I think one of the highest-value, under-promoted parts of what we do in this channel is give people access to mentors, to a peer group of positivity. It taught me the value and the impact of a mind shift, and how a single shift at the right time from the right person, in the right moment can radically change everything. — Blake Mallen / billion dollar brand builder & Shift podcast host
Direct selling continues to facilitate the disruptive shifts necessary for individual change and serves it up through thought-provoking teaching and opportunities like Patrick Bet-David offered in 2009, when he founded PHP Agency to empower families, build thriving communities and cultivate entrepreneurs to uphold capitalism and free enterprise.
Ed Mylett spent years in executive roles building direct selling company, World Financial Group and is now a fast-growing, social media business personality, who combines spirituality, faith and the inner workings of the mind as well as tactical thought and actions to help elite achievers max out their performance. As a top-ranked podcast host, two-time best-selling author, TV host and global speaker, Mylett believes where you are in life is the sum of the decisions you’ve made. “The instant you accept responsibility for everything in your life is the moment you acquire the power to change it,” Mylett said.
John Addison likes to say, “You’re either green and growing or ripe and rotten.” It’s that kind of attitude over 35 years that lifted him through Primerica’s ranks to Co-CEO, and later established him as a modern-day personal development lecture guru through speaking engagements and best-selling author. His new book, Turn Your Fear into Fuel, is hot off the presses.

“Being the kind of person others look up to and are glad to be around, the kind of person others will follow, isn’t something that happens to you. It’s something you decide, something you work on. It’s not a gift. It’s an ongoing project. And it’s more than worth the effort,” Addison shared. Because people don’t follow a leader’s words, “They follow your integrity, your spirit.”
If history has taught us anything, it’s that direct selling’s path runs parallel to personal development. Tactics, messaging and delivery evolve. Technology increases accessibility.
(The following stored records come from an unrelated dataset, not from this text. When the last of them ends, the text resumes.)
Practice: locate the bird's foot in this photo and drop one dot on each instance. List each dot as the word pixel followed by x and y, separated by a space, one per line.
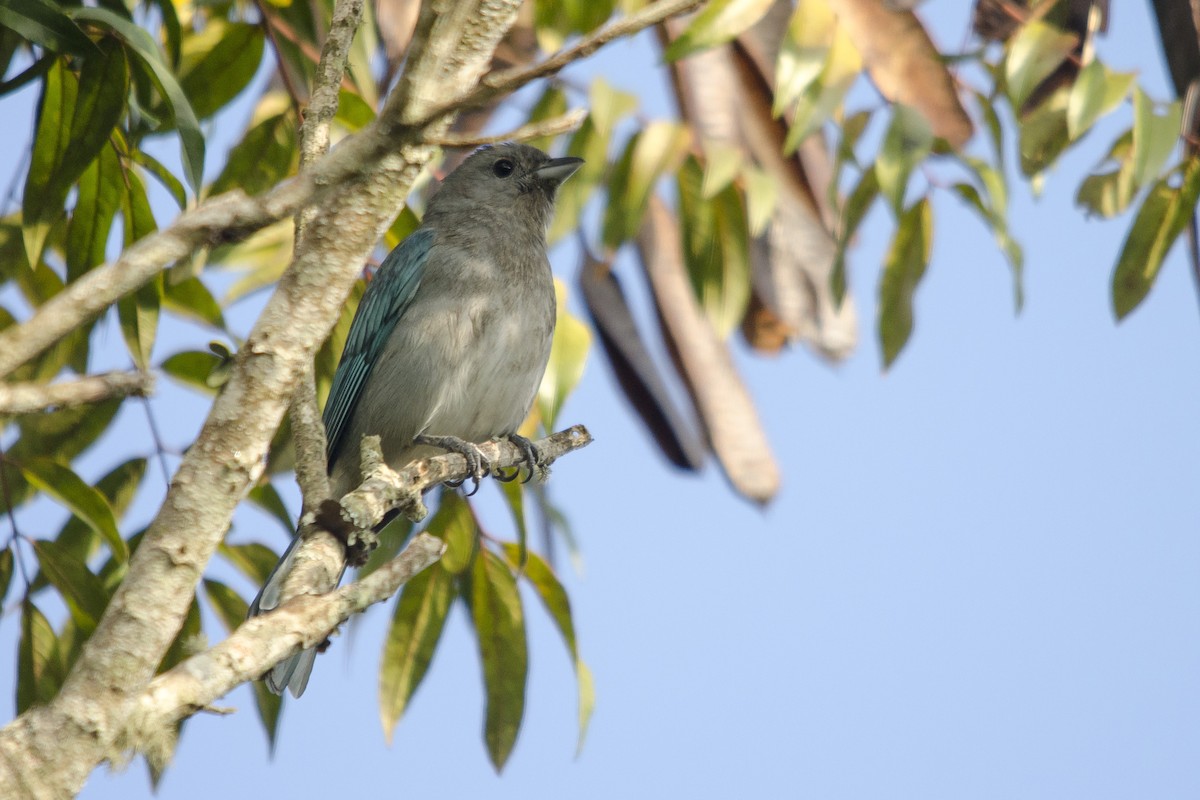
pixel 477 464
pixel 531 461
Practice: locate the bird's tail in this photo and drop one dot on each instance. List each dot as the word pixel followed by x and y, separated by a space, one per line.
pixel 293 672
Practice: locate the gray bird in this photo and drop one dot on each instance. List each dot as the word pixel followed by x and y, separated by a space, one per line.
pixel 451 338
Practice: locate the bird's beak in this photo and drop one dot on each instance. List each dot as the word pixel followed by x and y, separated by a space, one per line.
pixel 556 170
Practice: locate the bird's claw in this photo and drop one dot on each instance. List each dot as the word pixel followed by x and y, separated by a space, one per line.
pixel 477 464
pixel 531 461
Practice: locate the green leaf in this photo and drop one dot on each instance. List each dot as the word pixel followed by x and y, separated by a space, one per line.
pixel 906 143
pixel 903 270
pixel 76 118
pixel 265 156
pixel 118 486
pixel 193 370
pixel 1153 137
pixel 219 62
pixel 45 24
pixel 654 150
pixel 143 44
pixel 163 175
pixel 723 162
pixel 415 629
pixel 1096 92
pixel 553 596
pixel 499 625
pixel 100 196
pixel 568 355
pixel 1043 134
pixel 40 665
pixel 253 560
pixel 803 53
pixel 719 22
pixel 232 611
pixel 851 215
pixel 1033 54
pixel 819 102
pixel 6 564
pixel 552 103
pixel 84 501
pixel 717 248
pixel 592 145
pixel 1163 216
pixel 83 591
pixel 455 525
pixel 607 106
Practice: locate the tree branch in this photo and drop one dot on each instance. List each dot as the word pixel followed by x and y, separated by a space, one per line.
pixel 31 397
pixel 555 126
pixel 51 750
pixel 263 642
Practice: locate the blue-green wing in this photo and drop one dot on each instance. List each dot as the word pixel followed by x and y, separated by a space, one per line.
pixel 384 302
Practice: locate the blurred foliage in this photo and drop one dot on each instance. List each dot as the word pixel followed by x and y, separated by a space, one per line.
pixel 774 161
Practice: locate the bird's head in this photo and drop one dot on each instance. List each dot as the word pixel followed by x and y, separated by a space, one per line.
pixel 510 180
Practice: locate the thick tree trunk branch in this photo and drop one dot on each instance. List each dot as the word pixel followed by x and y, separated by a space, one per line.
pixel 28 398
pixel 264 641
pixel 51 750
pixel 322 555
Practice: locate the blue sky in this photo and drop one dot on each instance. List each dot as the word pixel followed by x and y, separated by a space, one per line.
pixel 979 578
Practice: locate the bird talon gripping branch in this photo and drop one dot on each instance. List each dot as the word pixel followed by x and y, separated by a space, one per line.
pixel 453 335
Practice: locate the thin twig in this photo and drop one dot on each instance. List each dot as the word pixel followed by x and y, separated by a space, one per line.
pixel 33 397
pixel 555 126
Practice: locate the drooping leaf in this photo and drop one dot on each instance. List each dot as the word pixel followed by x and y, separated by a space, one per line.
pixel 906 143
pixel 1033 54
pixel 1096 92
pixel 568 356
pixel 455 525
pixel 192 368
pixel 905 265
pixel 415 629
pixel 655 150
pixel 265 155
pixel 45 24
pixel 143 44
pixel 1155 137
pixel 84 501
pixel 717 248
pixel 83 591
pixel 1163 216
pixel 101 188
pixel 499 626
pixel 219 62
pixel 40 665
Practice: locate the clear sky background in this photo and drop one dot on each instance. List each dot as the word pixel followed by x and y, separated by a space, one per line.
pixel 981 578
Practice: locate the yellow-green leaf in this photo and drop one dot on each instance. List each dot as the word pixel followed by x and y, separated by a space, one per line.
pixel 1155 136
pixel 1163 216
pixel 568 356
pixel 1033 54
pixel 904 268
pixel 717 23
pixel 84 501
pixel 415 629
pixel 499 625
pixel 1097 91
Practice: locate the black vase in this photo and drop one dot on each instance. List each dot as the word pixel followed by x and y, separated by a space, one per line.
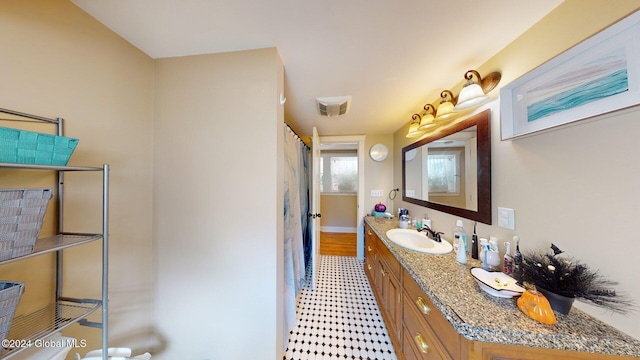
pixel 559 303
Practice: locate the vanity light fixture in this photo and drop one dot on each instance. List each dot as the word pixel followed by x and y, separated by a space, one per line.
pixel 446 110
pixel 475 93
pixel 426 120
pixel 414 128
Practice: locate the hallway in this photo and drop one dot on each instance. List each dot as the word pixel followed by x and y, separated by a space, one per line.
pixel 340 319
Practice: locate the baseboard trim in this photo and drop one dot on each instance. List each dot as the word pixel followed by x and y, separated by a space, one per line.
pixel 338 229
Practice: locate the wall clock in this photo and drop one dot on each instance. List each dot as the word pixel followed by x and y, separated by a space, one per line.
pixel 378 152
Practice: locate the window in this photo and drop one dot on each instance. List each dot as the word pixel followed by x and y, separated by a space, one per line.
pixel 339 172
pixel 443 170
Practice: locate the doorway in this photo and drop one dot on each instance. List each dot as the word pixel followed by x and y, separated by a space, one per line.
pixel 341 231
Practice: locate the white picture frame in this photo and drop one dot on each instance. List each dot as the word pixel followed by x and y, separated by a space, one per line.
pixel 597 76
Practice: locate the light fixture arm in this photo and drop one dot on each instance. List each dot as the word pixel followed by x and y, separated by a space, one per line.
pixel 429 109
pixel 448 93
pixel 487 83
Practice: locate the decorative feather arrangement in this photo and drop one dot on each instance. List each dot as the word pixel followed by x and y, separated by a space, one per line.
pixel 571 278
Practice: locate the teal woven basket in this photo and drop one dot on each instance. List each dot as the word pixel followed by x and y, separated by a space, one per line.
pixel 28 147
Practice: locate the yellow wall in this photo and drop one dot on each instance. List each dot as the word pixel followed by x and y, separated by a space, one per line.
pixel 57 61
pixel 570 186
pixel 218 220
pixel 339 213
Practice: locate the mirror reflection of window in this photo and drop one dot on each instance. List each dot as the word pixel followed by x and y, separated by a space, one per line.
pixel 339 172
pixel 444 173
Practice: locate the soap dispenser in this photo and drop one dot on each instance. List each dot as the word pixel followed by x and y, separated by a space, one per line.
pixel 461 255
pixel 426 221
pixel 508 259
pixel 474 242
pixel 461 238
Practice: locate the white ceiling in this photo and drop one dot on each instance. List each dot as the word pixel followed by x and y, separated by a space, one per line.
pixel 391 56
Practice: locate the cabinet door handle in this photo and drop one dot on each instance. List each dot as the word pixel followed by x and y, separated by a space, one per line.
pixel 422 345
pixel 423 306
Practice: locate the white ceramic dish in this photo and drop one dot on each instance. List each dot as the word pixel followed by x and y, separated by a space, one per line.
pixel 496 283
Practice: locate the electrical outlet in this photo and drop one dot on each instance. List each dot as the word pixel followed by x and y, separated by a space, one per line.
pixel 506 218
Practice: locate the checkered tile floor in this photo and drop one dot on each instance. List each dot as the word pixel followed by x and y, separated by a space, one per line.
pixel 340 319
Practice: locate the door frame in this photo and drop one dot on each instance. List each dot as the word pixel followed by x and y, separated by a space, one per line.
pixel 359 139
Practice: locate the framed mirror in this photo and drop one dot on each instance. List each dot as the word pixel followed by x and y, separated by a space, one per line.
pixel 450 170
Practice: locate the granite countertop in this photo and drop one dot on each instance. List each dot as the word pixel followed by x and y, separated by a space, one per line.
pixel 479 316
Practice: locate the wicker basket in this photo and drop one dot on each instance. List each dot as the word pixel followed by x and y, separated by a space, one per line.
pixel 10 293
pixel 21 215
pixel 28 147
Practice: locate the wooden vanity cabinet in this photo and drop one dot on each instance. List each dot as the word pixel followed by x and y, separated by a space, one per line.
pixel 383 271
pixel 422 318
pixel 369 254
pixel 389 287
pixel 418 330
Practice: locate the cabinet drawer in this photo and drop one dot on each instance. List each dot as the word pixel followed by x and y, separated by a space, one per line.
pixel 387 256
pixel 369 240
pixel 418 340
pixel 427 312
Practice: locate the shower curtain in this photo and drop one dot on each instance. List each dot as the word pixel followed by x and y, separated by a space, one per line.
pixel 296 230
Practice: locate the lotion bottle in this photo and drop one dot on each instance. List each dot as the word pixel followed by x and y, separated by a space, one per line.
pixel 474 243
pixel 426 221
pixel 508 259
pixel 461 238
pixel 517 260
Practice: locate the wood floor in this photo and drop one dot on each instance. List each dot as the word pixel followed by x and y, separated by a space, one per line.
pixel 340 244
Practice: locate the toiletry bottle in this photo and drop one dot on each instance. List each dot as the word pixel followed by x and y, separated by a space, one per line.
pixel 460 235
pixel 483 248
pixel 485 251
pixel 461 255
pixel 461 238
pixel 508 259
pixel 517 260
pixel 426 221
pixel 474 242
pixel 493 243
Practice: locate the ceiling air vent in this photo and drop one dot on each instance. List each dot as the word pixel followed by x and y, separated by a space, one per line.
pixel 333 106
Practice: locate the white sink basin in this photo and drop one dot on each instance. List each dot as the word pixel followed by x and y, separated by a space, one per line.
pixel 418 241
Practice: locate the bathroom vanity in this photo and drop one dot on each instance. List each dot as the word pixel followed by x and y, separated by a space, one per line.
pixel 433 309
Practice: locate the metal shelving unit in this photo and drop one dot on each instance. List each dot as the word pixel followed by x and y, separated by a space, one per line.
pixel 65 311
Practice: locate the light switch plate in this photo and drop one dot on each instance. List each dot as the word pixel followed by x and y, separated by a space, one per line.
pixel 506 218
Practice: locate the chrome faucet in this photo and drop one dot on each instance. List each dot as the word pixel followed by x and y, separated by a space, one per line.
pixel 434 235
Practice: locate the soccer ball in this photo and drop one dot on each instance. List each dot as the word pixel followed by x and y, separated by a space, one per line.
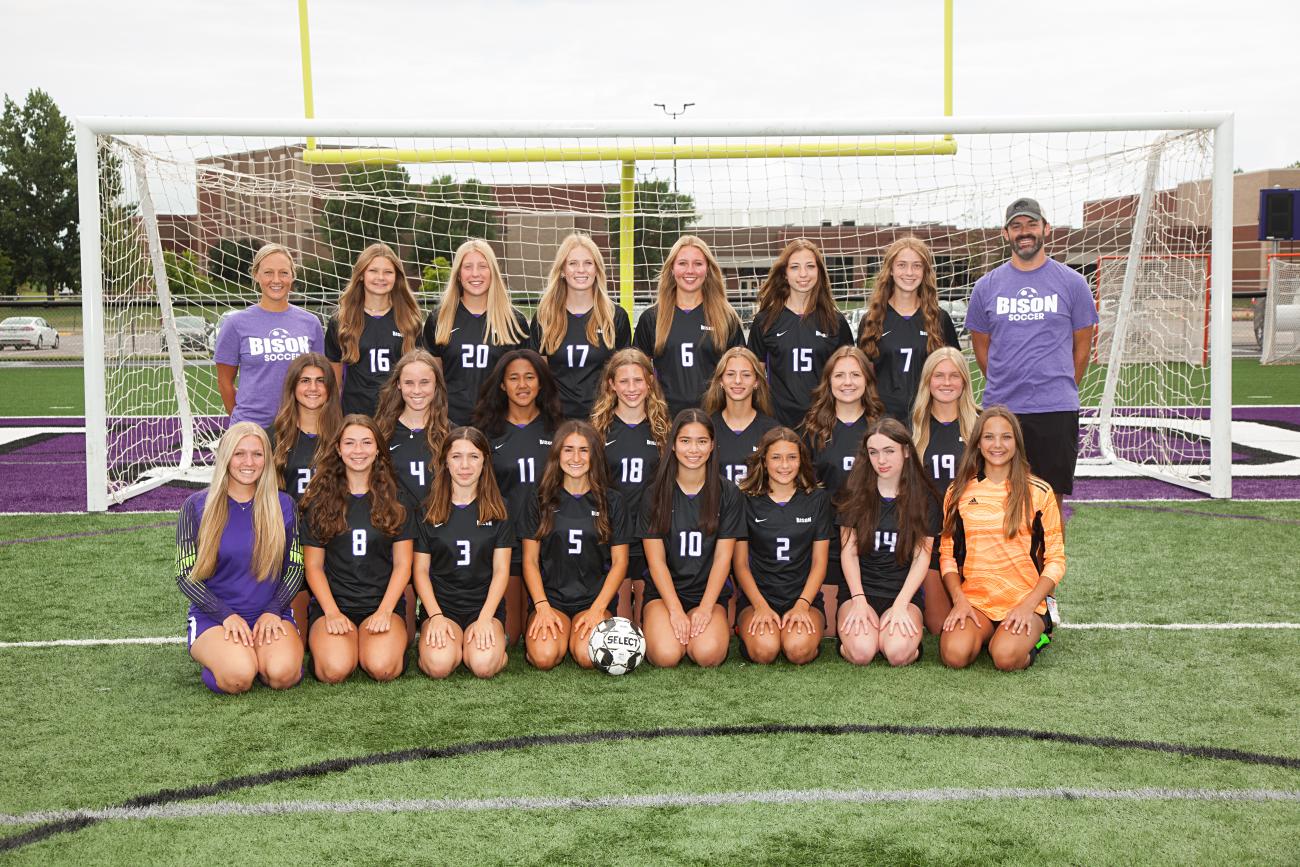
pixel 616 646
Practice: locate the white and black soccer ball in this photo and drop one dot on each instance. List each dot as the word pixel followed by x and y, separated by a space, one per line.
pixel 616 646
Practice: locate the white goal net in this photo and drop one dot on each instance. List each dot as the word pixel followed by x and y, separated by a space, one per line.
pixel 180 211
Methodology, like gamified and virtual programming, modernizes. Messaging keys to new themes like emotional intelligence and mindfulness, but retrieves original edicts like resilience, purpose, connection and earning, too. And people change. Today, there’s high demand for proactive, relatable, goal-oriented, actionable and intentional personal development. If people don’t see how it applies to them, they are quick to move on.
Heisz explained this perfectly. “The reality is that a big part of personal development is not simply consuming and digesting the information, it is putting it into action. People still need to take that next step, whether it is reading ten pages of a good book a day, as suggested by Jeff Olson in The Slight Edge, or journaling about the good things that happened that day for three minutes a night to focus on building a more optimistic outlook. So, in that sense, personal development is still very much the same. No one can do it for you.”
From the March/April 2025 issue of Direct Selling News magazine.